SIPRI’s simulated spending totals have been calculated for all NATO member states, including for those that spent more than 2 percent of GDP on the military in 2016 — namely Estonia, France, Greece and the USA.
In SIPRI’s 2 percent of GDP simulation, major increases in military expenditure would be seen for Belgium, Canada, Denmark Germany, the Netherlands, Spain and a host of smaller NATO member states.
However, NATO’s total spending would decrease by $159 billion or 18 percent (mainly because USA spending at 2 percent of GDP would drop by 39 percent or $240 billion). Overall, military expenditure by NATO’s European member states in 2016 would be at $320 billion, an increase of $66 billion or 26 percent compared with current spending patterns.
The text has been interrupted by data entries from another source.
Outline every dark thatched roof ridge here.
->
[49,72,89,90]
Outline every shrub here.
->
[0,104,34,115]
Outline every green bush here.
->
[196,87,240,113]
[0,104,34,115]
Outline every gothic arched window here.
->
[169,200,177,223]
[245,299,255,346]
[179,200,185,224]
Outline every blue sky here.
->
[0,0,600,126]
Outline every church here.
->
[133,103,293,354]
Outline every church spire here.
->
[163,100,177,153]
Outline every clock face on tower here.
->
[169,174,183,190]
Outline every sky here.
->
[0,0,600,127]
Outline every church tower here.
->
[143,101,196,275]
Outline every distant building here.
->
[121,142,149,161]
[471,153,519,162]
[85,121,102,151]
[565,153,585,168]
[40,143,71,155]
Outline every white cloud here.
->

Germany would become the world’s fourth-largest spender with a total of $69 billion, which is $200 million short of Russia’s spending in 2016. In a realistic world where US spending would remain at current levels and would not fall to 2 percent of GDP, spending in NATO would reach $962 billion — 57 percent of the world total in 2016.
The transatlantic burden-sharing debate is not new. However, the idea that the US is protecting Europe at American taxpayer expense is a misrepresentation of both the NATO budgeting process and the nature and scope of US defence spending.
Large parts of the US military budget have nothing whatsoever to do with NATO or European security, but go towards a global military presence. Europe’s militaries are (with a few exceptions) appropriately scaled for their actual needs, although some states probably do need to spend more intelligently (and some countries may need to increase or pool their defence spending).
In contrast, the US also needs to spend much less and shift the focus to “soft” security expenditure. The case for reducing and rebalancing US security resources is overwhelming but is often the “elephant in the room” during transatlantic burden sharing discussions.
As indicated by the SIPRI data, the USA could generate a $159 billion peace dividend by reducing its spending to the NATO 2 percent of GDP commitment.